Summarize - with subselect indices ignores  and search look all DB rows.

IT'S BUG.

P.S.
Sorry my English.

Re: Re: Unusual slowdown using subselects

От
Stephan Szabo
Дата:

> In my DB:
> # explain SELECT * FROM grls WHERE grls.ag_id  = 24;
> NOTICE:  QUERY PLAN:
> Index Scan using grls_ag_id on grls  (cost=0.00..597.87 rows=849 width=122)
>
> # explain SELECT ag_id FROM agncs WHERE ag_id = 24;
> NOTICE:  QUERY PLAN:
> Seq Scan on agncs  (cost=0.00..1.31 rows=1 width=4)
>
> And together:
> # explain select * from grls where grls.ag_id in (select ag_id from agncs
> where ag_id = 24);
> NOTICE:  QUERY PLAN:
> Seq Scan on grls  (cost=0.00..40623.38 rows=30195 width=122)
>   SubPlan
>     ->  Materialize  (cost=1.31..1.31 rows=1 width=4)
>           ->  Seq Scan on agncs  (cost=0.00..1.31 rows=1 width=4)
> --------------------------------------
> # select count(*) from grls;
>  30195
>
> Summarize - with subselect indices ignores  and search look all DB rows.

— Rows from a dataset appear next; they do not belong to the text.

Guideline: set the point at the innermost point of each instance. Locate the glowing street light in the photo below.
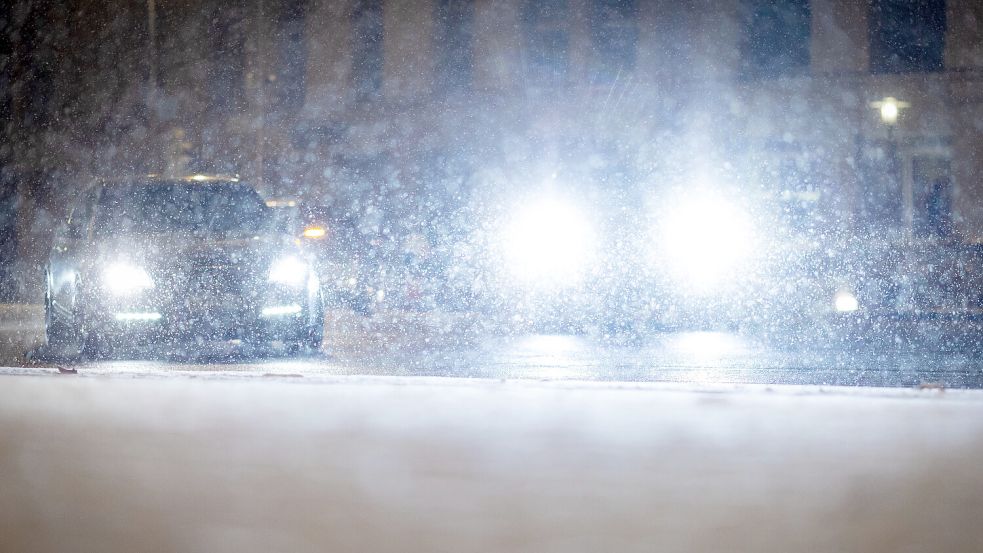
(889, 109)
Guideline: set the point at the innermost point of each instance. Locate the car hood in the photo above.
(174, 252)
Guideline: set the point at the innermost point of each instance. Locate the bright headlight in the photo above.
(548, 243)
(704, 239)
(289, 271)
(125, 279)
(845, 302)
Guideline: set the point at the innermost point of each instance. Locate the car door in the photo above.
(63, 273)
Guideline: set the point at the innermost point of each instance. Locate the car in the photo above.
(178, 260)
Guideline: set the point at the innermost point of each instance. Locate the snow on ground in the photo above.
(431, 464)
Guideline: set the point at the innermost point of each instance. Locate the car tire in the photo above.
(60, 331)
(313, 332)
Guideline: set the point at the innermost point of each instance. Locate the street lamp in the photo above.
(889, 108)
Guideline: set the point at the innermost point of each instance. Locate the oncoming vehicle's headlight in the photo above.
(845, 301)
(548, 243)
(125, 279)
(704, 239)
(289, 271)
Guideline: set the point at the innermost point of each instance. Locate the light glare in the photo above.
(289, 271)
(125, 279)
(705, 239)
(845, 302)
(548, 243)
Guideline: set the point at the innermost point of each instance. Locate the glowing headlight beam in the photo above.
(549, 242)
(705, 239)
(289, 271)
(125, 279)
(845, 302)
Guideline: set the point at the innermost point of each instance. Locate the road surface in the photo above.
(455, 345)
(380, 445)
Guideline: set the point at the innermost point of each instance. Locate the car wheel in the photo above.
(313, 332)
(62, 330)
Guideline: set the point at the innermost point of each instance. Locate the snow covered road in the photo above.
(434, 464)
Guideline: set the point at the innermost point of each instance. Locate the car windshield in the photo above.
(152, 208)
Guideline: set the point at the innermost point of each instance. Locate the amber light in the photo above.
(315, 232)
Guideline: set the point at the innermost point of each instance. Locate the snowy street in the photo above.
(436, 464)
(456, 345)
(699, 445)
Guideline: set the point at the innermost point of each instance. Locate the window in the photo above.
(906, 35)
(547, 40)
(776, 37)
(614, 33)
(290, 42)
(226, 83)
(455, 55)
(367, 62)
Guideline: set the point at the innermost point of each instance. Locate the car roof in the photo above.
(155, 178)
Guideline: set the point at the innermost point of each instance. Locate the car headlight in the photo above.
(845, 301)
(289, 271)
(705, 239)
(548, 243)
(125, 279)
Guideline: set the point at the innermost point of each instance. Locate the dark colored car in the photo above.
(185, 261)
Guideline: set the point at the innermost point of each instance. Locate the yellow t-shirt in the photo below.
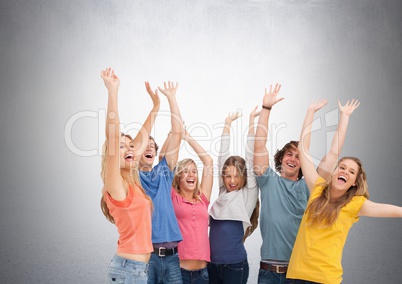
(317, 252)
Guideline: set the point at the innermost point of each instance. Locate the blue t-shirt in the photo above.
(157, 183)
(226, 241)
(283, 202)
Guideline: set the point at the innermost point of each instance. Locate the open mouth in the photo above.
(342, 179)
(129, 157)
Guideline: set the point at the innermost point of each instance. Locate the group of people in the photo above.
(168, 235)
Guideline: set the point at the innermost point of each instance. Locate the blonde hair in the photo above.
(135, 182)
(181, 166)
(323, 211)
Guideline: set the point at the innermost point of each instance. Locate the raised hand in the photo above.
(153, 94)
(169, 89)
(254, 113)
(270, 98)
(349, 107)
(112, 82)
(316, 106)
(232, 117)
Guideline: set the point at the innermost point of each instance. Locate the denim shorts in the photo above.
(122, 270)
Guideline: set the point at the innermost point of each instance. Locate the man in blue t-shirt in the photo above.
(156, 180)
(284, 197)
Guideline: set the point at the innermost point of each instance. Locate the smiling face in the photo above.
(232, 179)
(344, 176)
(147, 159)
(126, 153)
(290, 165)
(188, 179)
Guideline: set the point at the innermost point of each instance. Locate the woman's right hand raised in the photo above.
(232, 117)
(112, 82)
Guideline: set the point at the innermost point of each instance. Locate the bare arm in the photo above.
(162, 151)
(141, 140)
(172, 148)
(207, 171)
(306, 161)
(224, 152)
(373, 209)
(113, 180)
(261, 155)
(253, 114)
(328, 162)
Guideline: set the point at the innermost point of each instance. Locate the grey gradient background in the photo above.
(223, 54)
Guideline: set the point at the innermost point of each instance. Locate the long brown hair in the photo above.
(134, 173)
(181, 166)
(323, 211)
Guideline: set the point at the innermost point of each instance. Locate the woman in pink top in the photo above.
(190, 202)
(124, 202)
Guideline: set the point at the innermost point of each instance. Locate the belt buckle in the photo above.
(278, 267)
(159, 251)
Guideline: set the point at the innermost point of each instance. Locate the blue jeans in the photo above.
(164, 269)
(296, 281)
(195, 276)
(270, 277)
(228, 273)
(122, 270)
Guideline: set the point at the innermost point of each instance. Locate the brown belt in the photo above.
(164, 251)
(273, 268)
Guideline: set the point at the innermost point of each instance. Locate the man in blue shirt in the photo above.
(156, 180)
(284, 197)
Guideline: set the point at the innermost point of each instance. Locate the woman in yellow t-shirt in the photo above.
(334, 206)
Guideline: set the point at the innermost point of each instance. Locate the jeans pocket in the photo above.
(115, 278)
(205, 275)
(236, 266)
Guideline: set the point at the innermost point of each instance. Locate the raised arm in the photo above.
(253, 114)
(306, 161)
(172, 148)
(328, 162)
(162, 151)
(251, 181)
(141, 139)
(113, 179)
(373, 209)
(261, 155)
(224, 152)
(207, 171)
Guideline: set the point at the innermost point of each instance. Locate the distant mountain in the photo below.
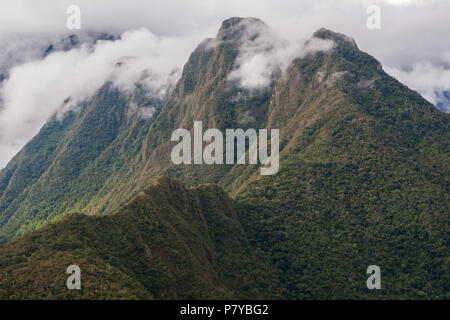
(363, 174)
(168, 243)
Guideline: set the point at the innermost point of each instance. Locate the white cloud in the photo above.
(263, 54)
(428, 79)
(413, 32)
(36, 90)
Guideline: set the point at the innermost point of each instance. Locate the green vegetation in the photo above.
(364, 179)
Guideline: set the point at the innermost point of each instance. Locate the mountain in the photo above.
(169, 242)
(363, 176)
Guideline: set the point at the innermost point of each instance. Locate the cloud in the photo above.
(264, 54)
(166, 32)
(432, 81)
(36, 90)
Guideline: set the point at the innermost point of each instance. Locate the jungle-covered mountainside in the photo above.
(169, 242)
(363, 179)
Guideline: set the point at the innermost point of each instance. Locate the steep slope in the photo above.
(364, 169)
(168, 243)
(63, 167)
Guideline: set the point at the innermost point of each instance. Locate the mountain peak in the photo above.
(340, 39)
(236, 28)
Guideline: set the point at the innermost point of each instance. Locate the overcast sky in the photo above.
(413, 44)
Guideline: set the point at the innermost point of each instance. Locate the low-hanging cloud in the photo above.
(36, 86)
(430, 80)
(36, 90)
(264, 54)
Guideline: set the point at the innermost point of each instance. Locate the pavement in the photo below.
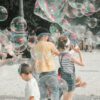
(12, 86)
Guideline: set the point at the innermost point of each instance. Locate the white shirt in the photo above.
(32, 89)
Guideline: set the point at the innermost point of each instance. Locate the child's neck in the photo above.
(29, 77)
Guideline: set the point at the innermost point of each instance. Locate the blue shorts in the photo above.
(70, 79)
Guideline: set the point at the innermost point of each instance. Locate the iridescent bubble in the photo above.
(98, 23)
(68, 11)
(88, 8)
(3, 38)
(92, 22)
(51, 11)
(18, 25)
(38, 11)
(19, 41)
(77, 13)
(77, 4)
(3, 13)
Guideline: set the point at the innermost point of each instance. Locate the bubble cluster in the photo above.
(3, 13)
(66, 12)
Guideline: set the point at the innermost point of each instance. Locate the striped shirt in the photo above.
(66, 63)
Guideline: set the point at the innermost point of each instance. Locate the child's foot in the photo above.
(82, 84)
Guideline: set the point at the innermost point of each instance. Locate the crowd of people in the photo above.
(42, 75)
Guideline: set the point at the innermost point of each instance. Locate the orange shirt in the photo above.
(44, 56)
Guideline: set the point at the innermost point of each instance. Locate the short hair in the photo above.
(25, 69)
(62, 40)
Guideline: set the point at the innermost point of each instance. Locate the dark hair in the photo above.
(25, 69)
(62, 40)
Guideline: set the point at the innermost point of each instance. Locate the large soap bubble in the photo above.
(38, 11)
(3, 13)
(18, 25)
(92, 22)
(77, 4)
(52, 11)
(20, 42)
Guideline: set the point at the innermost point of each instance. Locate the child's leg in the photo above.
(80, 83)
(68, 96)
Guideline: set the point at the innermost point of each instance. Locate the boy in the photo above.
(31, 89)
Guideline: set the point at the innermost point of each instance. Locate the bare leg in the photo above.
(68, 96)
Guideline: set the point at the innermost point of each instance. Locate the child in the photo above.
(31, 89)
(67, 65)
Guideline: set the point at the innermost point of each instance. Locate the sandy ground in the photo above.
(12, 85)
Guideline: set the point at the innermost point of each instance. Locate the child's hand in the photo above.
(76, 49)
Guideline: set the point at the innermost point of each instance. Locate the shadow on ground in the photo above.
(77, 97)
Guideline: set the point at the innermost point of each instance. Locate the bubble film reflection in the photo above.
(3, 13)
(19, 41)
(18, 24)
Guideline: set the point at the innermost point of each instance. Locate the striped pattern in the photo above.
(66, 64)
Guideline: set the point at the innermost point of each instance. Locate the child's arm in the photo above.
(80, 60)
(31, 98)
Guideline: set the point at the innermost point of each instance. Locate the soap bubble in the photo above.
(77, 4)
(19, 41)
(88, 9)
(92, 22)
(18, 25)
(3, 13)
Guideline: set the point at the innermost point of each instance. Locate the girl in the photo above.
(67, 65)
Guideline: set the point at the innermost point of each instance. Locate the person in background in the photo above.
(31, 90)
(45, 65)
(67, 65)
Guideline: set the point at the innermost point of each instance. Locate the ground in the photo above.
(12, 87)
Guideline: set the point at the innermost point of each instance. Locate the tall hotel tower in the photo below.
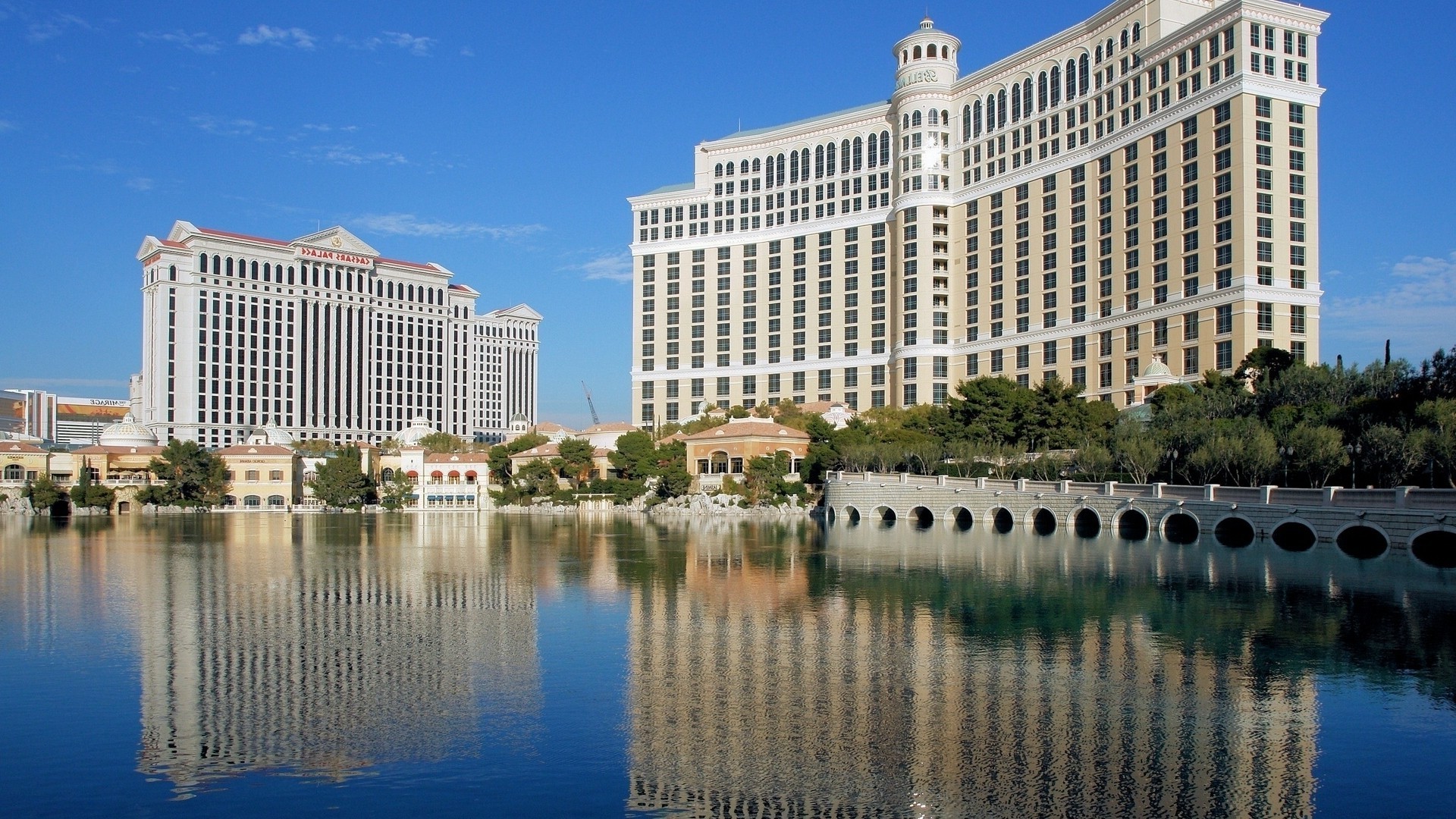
(322, 338)
(1128, 203)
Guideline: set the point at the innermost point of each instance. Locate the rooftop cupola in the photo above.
(927, 57)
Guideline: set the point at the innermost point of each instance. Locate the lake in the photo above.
(599, 667)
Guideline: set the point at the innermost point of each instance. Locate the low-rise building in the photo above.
(726, 450)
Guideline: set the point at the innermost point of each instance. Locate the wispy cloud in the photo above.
(612, 267)
(200, 42)
(226, 126)
(411, 224)
(1414, 309)
(350, 155)
(271, 36)
(55, 27)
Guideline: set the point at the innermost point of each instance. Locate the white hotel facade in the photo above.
(324, 338)
(1138, 190)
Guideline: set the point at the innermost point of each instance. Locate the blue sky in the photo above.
(501, 140)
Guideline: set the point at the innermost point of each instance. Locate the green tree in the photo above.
(44, 494)
(574, 457)
(437, 442)
(635, 457)
(1138, 449)
(341, 482)
(88, 493)
(191, 475)
(1318, 452)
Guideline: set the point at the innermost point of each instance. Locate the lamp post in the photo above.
(1286, 452)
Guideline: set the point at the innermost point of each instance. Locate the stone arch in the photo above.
(1234, 531)
(1002, 521)
(1041, 521)
(1362, 539)
(1131, 525)
(1180, 526)
(960, 518)
(922, 516)
(1085, 521)
(1293, 535)
(1435, 547)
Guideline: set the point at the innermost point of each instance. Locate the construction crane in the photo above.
(590, 406)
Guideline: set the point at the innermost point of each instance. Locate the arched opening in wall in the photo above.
(922, 516)
(1131, 525)
(1362, 542)
(1293, 537)
(1436, 548)
(1043, 522)
(1180, 528)
(962, 518)
(1234, 532)
(1002, 521)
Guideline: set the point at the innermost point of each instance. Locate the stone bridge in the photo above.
(1363, 523)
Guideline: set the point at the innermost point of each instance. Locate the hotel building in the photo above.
(324, 338)
(1138, 190)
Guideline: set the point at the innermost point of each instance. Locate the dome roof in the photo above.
(1156, 369)
(127, 431)
(417, 430)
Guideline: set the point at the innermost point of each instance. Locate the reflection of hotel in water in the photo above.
(275, 651)
(859, 706)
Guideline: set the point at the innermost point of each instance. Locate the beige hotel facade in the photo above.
(1142, 187)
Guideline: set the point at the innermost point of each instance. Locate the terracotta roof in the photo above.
(748, 428)
(459, 458)
(254, 449)
(118, 450)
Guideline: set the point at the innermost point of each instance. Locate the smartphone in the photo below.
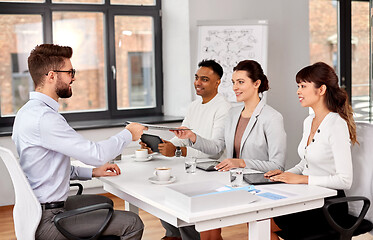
(151, 141)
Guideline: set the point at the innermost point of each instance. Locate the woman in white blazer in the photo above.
(324, 149)
(254, 133)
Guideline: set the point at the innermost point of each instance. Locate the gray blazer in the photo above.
(263, 144)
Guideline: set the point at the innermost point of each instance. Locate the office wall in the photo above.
(288, 51)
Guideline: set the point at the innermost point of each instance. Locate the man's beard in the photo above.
(63, 90)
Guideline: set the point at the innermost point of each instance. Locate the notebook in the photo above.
(207, 165)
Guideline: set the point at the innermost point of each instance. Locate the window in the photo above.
(339, 36)
(117, 55)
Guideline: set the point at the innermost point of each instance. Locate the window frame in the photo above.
(46, 9)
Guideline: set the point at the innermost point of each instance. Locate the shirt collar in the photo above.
(45, 99)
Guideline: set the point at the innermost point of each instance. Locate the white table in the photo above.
(133, 186)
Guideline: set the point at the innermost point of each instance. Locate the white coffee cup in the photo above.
(163, 173)
(141, 153)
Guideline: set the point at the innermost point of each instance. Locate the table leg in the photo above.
(132, 208)
(260, 230)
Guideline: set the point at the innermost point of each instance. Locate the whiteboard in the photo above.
(229, 42)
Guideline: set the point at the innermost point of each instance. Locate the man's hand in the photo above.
(229, 163)
(107, 169)
(136, 130)
(167, 148)
(272, 173)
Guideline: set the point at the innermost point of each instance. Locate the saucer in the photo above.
(141, 159)
(156, 181)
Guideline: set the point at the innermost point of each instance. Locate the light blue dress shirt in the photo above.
(45, 142)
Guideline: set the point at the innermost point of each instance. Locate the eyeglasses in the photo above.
(72, 72)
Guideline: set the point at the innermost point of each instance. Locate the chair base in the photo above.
(330, 234)
(108, 238)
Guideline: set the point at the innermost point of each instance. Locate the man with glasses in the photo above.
(45, 142)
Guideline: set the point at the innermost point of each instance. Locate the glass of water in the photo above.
(236, 175)
(190, 164)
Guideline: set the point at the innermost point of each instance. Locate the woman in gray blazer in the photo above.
(254, 133)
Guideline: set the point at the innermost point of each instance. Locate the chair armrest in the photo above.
(80, 186)
(360, 218)
(83, 210)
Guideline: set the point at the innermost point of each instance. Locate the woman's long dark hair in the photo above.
(336, 98)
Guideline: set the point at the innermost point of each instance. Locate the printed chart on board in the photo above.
(231, 42)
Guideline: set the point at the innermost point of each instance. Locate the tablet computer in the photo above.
(208, 165)
(151, 141)
(257, 179)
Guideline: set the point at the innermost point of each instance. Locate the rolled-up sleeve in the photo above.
(57, 135)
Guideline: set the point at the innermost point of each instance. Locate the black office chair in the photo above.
(360, 217)
(89, 203)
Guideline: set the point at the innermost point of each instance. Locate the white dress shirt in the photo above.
(45, 142)
(327, 159)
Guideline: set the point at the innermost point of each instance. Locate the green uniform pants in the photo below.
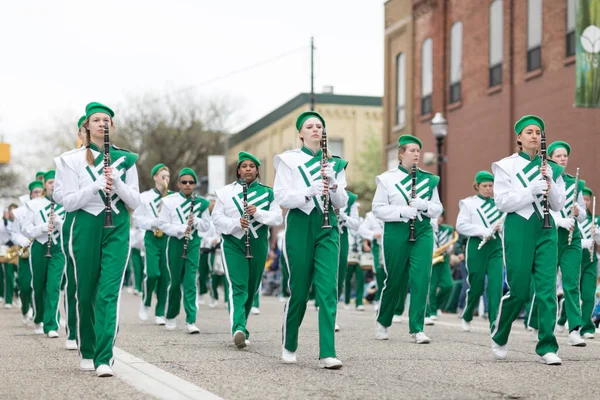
(156, 274)
(481, 263)
(9, 282)
(100, 256)
(569, 261)
(25, 285)
(70, 298)
(530, 253)
(182, 272)
(243, 277)
(312, 256)
(46, 275)
(440, 287)
(402, 256)
(360, 284)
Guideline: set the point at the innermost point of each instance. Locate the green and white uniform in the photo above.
(173, 221)
(477, 218)
(390, 203)
(311, 252)
(440, 284)
(569, 256)
(100, 255)
(530, 252)
(46, 272)
(244, 275)
(156, 274)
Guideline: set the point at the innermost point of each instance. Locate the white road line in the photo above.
(150, 379)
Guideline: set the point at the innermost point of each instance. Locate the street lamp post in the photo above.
(439, 128)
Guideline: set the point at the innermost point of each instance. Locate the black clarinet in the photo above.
(108, 203)
(413, 195)
(247, 218)
(326, 222)
(50, 232)
(546, 224)
(189, 229)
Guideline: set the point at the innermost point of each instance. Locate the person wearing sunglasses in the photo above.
(183, 218)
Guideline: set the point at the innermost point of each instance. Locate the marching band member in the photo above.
(441, 276)
(569, 254)
(146, 217)
(243, 217)
(311, 250)
(589, 272)
(46, 260)
(479, 220)
(530, 251)
(394, 204)
(100, 254)
(182, 218)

Not quite.  in(<subselect>) doesn't use indexes (postgres doesn't realize
that this is effectively a join), but exists(<subselect>) often will,
and is the work around for the problem until it gets fixed (see FAQ
for more information - I forget the number, the title of the question
is something like "why are my subselects using in so slow."